Она судорожно вздохнула и отвела взгляд, а пистолет немного соскользнул. Я воспринял ее молчание как согласие.

Краем глаза я заметил, что ее палец даже близко не лежит на курке. Не то чтобы что-нибудь случилось, нажми она на него. Я заменил пули холостыми. Я похотливый, но не самоубийца. И да, я планировал поменять их обратно. Когда я представлял ее безоружной в этом городе, мне хотелось рвать, метать и блевать одновременно, а это была бы очень неприглядная картина, так что настоящие пули вернутся на место, как только мы доберемся до ее дома. Просто надо будет сделать это незаметно, чтобы она снова на меня не разозлилась.

Когда наши взгляды вновь встретились, она показалась мне настороженной, но на ее щеках появился легкий румянец, которого там раньше не было. Это жирно намекало на то, что она тоже будет вполне довольна, если я останусь в маске, неузнанным.

Я пристегнул ремень и начал сдавать назад, глядя в камеру заднего вида, чтобы аккуратно выехать со стоянки.

– Ты включил для меня подогрев сиденья, – констатировала она.

Я кивнул. По какой-то причине с ней быть эмпатичным становилось проще. Наблюдая за ней по камерам в больнице, я увидел женщину, готовую всеми силами помогать другим, даже в ущерб себе. Я решил, что у нее, наверное, все ноет после стольких часов на ногах, и хотя ее ортопедическая обувь выглядела вполне удобной, я все же был уверен, что ноги и спина у нее болят.

Наверное, она была еще и голодна – я особо не видел, чтобы она ела последние полтора дня. К счастью, у меня было решение. Я не выключил двигатель, но нажал на тормоза.

Подняв руки, я медленно повернулся на сиденье. Ствол пистолета пересчитал мои кубики при этом движении, и ее опустившийся взгляд подсказывал, что она это почувствовала. Я пошарил на заднем сиденье и нашел небольшой ланч-пакет.

– Воу-воу, дружок, – сказала она, отшатнувшись, когда я снова повернулся к ней вместе с ним. – Это бомба, что ли?

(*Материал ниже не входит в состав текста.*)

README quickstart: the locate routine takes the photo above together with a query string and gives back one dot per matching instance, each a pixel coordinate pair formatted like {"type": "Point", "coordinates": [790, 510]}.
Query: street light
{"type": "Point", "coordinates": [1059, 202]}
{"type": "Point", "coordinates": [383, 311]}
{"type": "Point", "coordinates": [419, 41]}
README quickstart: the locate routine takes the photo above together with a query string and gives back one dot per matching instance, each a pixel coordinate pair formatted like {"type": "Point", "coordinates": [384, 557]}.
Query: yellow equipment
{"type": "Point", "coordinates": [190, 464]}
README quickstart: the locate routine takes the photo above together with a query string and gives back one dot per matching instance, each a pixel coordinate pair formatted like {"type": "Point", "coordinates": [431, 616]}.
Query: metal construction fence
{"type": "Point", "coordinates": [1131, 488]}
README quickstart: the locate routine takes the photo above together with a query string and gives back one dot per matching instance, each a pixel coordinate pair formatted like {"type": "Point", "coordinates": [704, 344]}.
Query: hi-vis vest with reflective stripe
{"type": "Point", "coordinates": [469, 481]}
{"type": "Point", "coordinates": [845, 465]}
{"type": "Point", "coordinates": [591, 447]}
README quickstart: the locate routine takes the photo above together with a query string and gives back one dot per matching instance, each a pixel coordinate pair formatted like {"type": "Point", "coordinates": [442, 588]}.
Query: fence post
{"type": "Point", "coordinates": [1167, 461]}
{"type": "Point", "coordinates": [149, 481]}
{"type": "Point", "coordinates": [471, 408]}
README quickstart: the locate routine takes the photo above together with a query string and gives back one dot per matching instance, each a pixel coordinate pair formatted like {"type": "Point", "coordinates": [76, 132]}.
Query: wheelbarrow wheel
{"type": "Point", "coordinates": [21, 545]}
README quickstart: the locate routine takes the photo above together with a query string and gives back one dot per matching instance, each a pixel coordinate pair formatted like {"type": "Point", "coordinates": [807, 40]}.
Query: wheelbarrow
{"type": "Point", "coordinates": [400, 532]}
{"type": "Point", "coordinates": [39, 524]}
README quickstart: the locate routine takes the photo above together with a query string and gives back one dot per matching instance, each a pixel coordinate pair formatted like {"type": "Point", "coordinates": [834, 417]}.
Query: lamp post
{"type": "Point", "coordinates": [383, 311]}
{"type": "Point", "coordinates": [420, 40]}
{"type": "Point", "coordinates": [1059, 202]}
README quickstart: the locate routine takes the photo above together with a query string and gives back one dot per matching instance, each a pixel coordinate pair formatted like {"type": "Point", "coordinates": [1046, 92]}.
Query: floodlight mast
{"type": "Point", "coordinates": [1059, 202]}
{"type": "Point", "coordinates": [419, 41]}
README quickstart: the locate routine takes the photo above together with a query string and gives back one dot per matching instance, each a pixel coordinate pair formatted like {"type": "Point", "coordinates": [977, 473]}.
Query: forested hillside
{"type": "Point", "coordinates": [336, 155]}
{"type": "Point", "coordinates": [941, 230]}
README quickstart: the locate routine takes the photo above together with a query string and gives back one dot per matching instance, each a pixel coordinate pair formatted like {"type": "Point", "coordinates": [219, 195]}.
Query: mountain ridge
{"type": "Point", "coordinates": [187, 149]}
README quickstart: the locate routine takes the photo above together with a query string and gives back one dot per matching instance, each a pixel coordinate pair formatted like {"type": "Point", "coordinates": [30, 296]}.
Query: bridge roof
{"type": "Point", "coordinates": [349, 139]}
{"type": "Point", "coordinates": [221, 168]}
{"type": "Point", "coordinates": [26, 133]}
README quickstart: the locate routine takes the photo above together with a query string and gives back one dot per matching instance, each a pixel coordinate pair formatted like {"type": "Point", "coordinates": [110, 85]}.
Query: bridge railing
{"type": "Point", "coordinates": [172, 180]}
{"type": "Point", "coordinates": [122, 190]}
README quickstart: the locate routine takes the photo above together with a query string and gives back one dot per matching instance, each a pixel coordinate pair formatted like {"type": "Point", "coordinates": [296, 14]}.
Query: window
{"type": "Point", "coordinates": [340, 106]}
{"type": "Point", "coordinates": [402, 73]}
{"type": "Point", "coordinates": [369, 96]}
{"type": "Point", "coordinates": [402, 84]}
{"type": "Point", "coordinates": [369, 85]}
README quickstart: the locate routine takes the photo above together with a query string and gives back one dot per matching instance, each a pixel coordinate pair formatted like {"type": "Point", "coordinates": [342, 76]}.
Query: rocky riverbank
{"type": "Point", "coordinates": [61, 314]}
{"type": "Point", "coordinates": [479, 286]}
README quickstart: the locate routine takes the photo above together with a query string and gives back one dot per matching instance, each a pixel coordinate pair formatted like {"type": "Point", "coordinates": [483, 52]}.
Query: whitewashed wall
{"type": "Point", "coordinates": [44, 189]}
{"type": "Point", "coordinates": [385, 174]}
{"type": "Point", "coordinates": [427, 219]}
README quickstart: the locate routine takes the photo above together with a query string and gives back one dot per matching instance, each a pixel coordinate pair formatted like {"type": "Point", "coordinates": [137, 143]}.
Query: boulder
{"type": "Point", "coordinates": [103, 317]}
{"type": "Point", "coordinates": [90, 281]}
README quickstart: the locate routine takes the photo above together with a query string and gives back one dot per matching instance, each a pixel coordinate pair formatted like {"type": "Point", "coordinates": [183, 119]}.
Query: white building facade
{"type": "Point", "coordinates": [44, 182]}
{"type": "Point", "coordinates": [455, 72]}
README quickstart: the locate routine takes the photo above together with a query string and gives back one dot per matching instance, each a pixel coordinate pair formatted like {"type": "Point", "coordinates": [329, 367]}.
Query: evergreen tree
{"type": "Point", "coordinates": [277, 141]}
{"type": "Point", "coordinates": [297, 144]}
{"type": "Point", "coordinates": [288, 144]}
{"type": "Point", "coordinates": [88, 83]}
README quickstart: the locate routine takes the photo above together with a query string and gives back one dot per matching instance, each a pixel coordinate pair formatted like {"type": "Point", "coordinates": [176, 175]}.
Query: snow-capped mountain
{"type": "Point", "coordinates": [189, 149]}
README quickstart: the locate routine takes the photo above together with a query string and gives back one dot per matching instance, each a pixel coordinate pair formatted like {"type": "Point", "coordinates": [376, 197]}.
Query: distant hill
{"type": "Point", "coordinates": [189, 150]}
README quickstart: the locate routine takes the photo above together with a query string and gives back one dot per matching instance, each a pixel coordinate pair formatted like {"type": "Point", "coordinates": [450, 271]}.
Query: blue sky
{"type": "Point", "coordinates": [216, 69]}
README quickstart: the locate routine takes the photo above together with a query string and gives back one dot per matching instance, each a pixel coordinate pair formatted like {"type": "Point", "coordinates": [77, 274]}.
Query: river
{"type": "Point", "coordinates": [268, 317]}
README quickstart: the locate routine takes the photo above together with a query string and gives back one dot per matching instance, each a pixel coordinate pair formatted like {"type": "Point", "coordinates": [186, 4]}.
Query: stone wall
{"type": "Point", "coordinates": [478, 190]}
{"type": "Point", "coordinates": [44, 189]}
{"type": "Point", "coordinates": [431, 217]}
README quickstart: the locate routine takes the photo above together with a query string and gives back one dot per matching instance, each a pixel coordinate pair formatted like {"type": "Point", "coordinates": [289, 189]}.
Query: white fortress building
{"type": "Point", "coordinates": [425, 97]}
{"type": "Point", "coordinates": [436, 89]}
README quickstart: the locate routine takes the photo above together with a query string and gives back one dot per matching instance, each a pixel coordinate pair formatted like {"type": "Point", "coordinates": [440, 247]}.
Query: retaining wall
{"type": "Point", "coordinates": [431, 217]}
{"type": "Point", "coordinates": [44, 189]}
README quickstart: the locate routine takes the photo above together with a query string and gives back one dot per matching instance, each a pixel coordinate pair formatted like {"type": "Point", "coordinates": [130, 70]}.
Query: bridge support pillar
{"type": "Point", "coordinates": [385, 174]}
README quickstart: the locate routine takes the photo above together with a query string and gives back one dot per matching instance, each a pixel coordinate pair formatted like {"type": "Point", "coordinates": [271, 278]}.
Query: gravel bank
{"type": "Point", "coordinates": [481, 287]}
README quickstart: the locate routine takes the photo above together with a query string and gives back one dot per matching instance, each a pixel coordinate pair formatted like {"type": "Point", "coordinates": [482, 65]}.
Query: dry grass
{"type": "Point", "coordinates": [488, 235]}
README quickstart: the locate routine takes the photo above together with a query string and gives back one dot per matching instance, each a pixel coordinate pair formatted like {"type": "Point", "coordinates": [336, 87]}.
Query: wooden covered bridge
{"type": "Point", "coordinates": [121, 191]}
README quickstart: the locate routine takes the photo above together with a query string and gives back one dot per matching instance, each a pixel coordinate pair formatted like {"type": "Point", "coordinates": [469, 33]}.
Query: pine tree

Я чуть не забылся и не выругался. Почему я не догадался, что Эли может прийти к этому умозаключению после такой смены? Это была тупая ошибка, и я никогда больше не допущу ничего подобного. Впредь я буду становиться только лучше ради нее. Она заслуживает человека, первого во всем.

Я покачал головой и поставил пакет себе на колени. Двигаясь очень медленно, чтобы не напугать ее, я открыл пакет и показал ей содержимое.

Она прищурилась и заглянула внутрь, чтобы получше разглядеть, а потом взглянула на меня, приподняв бровь.

– Ты купил мне перекус?

Я кивнул и поставил пакет на центральную панель, ближе к ней.

Она даже не пошевелилась, чтобы взять его, и с раздражением произнесла:

– Я не буду ничего этого есть. Ты мог отравить еду.

Справедливо. Я достал пакетик с яблочными дольками. У меня были достаточно тонкие перчатки, так что я с легкостью извлек одну. Я сдвинул маску с лица ровно настолько, чтобы открыть только краешек челюсти, и пихнул дольку себе в рот.

Я показал жестом: «Вот видишь?» и начал жевать, но Эли была слишком занята разглядыванием того места, где скрылась моя челюсть, чтобы обращать внимание на руки.